On July 4, 1776, the second Continental Congress unanimously approved the declaration, which severed the American colonies’ ties with the British Crown. The United States was born.
To commemorate the nation’s 250th birthday, we asked a group of Central Floridians to write brief letters to America’s Founding Fathers, updating them on how the U.S.A. has progressed – and letting them know what still needs to be accomplished.
Among our group are elected representatives for local, state and federal government as well as a college student and an immigrant business owner.
Here’s what they wanted to tell the Founding Fathers:
Pursuit of a ‘more perfect union’ matters
Orlando native Buddy Dyer is the city’s longest-serving mayor, first elected to the office in 2003. He previously served in the Florida Senate. Here is his letter:
I write to you not only as the Mayor, but as a representative of a city (and larger Central Florida community) that did not exist in your time – yet is a place that serves as a testament to both the promise and complexity of the nation you imagined.

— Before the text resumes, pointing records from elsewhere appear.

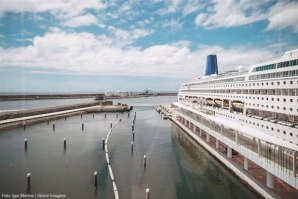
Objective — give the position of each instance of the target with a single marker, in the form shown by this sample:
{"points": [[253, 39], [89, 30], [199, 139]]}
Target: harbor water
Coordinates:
{"points": [[176, 167]]}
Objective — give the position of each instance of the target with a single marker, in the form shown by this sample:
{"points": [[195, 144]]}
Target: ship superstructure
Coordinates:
{"points": [[254, 112]]}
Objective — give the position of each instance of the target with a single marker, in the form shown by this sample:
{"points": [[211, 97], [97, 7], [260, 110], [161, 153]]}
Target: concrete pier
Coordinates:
{"points": [[17, 118]]}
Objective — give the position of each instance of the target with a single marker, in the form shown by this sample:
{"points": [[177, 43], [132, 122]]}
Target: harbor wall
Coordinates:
{"points": [[25, 118], [25, 113]]}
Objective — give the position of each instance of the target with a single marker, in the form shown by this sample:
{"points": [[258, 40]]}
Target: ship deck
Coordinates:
{"points": [[255, 172]]}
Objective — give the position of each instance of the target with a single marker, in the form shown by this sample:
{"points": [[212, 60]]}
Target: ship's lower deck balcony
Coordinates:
{"points": [[249, 168], [278, 159]]}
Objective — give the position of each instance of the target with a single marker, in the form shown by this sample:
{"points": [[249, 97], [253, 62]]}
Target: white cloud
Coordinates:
{"points": [[60, 8], [200, 18], [173, 24], [124, 38], [284, 15], [192, 6], [172, 7], [85, 53], [83, 20], [229, 13]]}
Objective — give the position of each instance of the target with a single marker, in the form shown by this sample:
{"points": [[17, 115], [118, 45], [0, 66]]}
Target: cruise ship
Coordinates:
{"points": [[250, 116]]}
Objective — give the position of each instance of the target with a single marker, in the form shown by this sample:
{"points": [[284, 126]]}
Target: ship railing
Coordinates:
{"points": [[279, 156]]}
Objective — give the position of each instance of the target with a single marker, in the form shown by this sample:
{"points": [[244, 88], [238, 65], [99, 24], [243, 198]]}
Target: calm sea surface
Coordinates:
{"points": [[176, 167]]}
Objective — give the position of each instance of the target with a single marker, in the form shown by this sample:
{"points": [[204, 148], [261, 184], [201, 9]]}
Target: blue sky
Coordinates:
{"points": [[93, 45]]}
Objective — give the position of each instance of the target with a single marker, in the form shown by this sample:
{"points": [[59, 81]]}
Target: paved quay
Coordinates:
{"points": [[36, 118]]}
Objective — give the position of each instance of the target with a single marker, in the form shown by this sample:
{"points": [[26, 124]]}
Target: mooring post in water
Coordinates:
{"points": [[103, 144], [147, 193], [28, 181], [25, 143], [95, 179], [145, 160], [64, 143]]}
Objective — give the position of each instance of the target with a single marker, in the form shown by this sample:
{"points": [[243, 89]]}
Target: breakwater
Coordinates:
{"points": [[27, 117], [49, 96]]}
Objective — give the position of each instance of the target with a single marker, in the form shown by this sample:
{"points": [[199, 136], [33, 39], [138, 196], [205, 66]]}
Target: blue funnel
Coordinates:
{"points": [[211, 65]]}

You envisioned a country where ordinary people could shape their own destiny. If you were to visit Orlando today you would find a place built on that very ideal, a community that’s made great not by inherited power, but by imagination, entrepreneurship, and the belief that people can come together to create something remarkable. What was once a modest settlement surrounded by lakes and orange groves has become a global crossroads, welcoming millions of visitors each year and serving as home to people from every state and nearly every nation.
We are a city powered by dreamers. Our economy is built on hospitality, technology, healthcare, education, aerospace, simulation, and increasingly, innovation. We are home to people who arrived seeking opportunity and to families who have called this region home for generations.
We are living proof that communities can reinvent themselves while remaining grounded in shared values. We are living proof that prosperity depends not only on economic growth but on ensuring that opportunity reaches every neighborhood. And, we are living proof that diversity is not a weakness to be managed but a strength to be embraced.
While we have achieved extraordinary progress, Orlando (and our beloved United States) remains unfinished, and far too often imperfect, as we fall short of our highest ideals.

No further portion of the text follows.